In the 1980s, then US president Ronald Reagan and then UK prime minister Margaret Thatcher set a tone of greed and accumulation that saw the rich care not a jot about other citizens or the environment they were operating in.
In those years, selfishness was a virtue and disdain for the poor was really cool. Inequality truly took root during that time.
At the same time, the Scandinavian countries were run by leaders and parties who encouraged the humane approach to industry and life.
They did not shun wealth, but recognised that capitalism did not need to be heartless. Instead, they believed it should be a pivot to a better society.
In today’s US, there is a president who has set a tone that says it is okay to be immoral; corrupt; racist; repugnant; and generally prejudiced.
He has made ignorance and crudity sexy, and his party has been an active enabler of this.
As a result, millions of Americans have adopted this lowest common denominator behaviour.
So, back to the man who addressed the South African nation on Wednesday. What tone has he set for the country?

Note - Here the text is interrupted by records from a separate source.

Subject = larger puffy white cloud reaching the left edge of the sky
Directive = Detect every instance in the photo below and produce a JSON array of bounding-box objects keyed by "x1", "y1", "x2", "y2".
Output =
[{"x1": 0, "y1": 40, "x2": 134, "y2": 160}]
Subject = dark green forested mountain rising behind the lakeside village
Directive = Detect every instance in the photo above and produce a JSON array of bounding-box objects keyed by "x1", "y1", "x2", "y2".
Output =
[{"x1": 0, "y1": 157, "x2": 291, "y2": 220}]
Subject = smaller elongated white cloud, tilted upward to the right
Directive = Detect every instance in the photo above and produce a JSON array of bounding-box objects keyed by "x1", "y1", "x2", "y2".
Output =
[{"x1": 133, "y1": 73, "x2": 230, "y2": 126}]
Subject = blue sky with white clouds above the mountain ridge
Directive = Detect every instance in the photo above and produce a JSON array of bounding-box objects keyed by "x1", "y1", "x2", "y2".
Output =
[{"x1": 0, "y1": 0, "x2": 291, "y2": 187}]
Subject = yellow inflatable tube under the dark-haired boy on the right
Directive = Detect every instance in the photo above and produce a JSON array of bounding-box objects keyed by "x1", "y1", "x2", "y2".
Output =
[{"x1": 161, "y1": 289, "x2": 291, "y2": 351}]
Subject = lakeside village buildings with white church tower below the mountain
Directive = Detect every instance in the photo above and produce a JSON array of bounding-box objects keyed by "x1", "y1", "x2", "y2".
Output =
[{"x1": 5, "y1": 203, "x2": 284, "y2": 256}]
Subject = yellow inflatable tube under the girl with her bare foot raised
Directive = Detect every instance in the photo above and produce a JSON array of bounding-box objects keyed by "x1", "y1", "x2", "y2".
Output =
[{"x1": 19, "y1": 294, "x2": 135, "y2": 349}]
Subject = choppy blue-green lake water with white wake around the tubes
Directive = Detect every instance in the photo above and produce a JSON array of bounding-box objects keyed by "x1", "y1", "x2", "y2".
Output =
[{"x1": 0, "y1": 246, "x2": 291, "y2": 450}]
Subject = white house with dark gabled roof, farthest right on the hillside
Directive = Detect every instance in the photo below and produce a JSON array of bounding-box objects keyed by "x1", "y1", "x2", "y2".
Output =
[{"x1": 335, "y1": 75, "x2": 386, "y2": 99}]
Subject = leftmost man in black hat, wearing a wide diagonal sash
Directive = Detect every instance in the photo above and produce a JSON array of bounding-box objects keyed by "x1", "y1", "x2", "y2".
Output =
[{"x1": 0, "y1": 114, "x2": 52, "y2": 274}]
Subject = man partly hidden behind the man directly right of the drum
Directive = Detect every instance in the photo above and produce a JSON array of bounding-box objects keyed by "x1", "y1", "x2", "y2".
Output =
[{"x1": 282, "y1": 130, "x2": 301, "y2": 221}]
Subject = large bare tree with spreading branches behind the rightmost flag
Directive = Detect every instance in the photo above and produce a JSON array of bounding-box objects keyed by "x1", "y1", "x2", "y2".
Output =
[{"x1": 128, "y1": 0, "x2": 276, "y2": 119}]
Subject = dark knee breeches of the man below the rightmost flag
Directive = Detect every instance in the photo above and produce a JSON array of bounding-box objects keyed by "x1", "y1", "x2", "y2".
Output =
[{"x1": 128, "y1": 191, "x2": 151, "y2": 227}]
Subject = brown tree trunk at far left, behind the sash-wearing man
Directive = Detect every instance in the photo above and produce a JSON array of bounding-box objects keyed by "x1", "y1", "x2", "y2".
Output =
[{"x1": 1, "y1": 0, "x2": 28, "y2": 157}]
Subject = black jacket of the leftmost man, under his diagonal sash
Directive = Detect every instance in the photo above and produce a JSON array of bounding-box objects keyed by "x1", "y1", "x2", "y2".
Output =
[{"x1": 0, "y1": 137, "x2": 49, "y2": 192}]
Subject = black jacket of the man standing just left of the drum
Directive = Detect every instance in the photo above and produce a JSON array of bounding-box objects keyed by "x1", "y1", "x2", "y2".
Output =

Looking back at the two and half years that he has been in power, it doesn’t seem like any.
Having come back from the Zuma years, an active tone reset was urgently required.
The country needed a huge rebound from the moral cesspit that it had been reduced to, and that was going to take active driving from the top.
Ramaphosa has been passive, preferring to let the country drift along and just appreciate the fact that he is not Zuma.
That vacuum has been filled by some of Zuma’s own lieutenants and the brash loudmouths in red overalls.
They have appropriated the right to set the tone for the national conversation and national behaviour.
And it is not pretty.
Do not count on any of that changing before the end of the presidential term of a man who wants to be remembered as the president who preferred to drive in cruise control.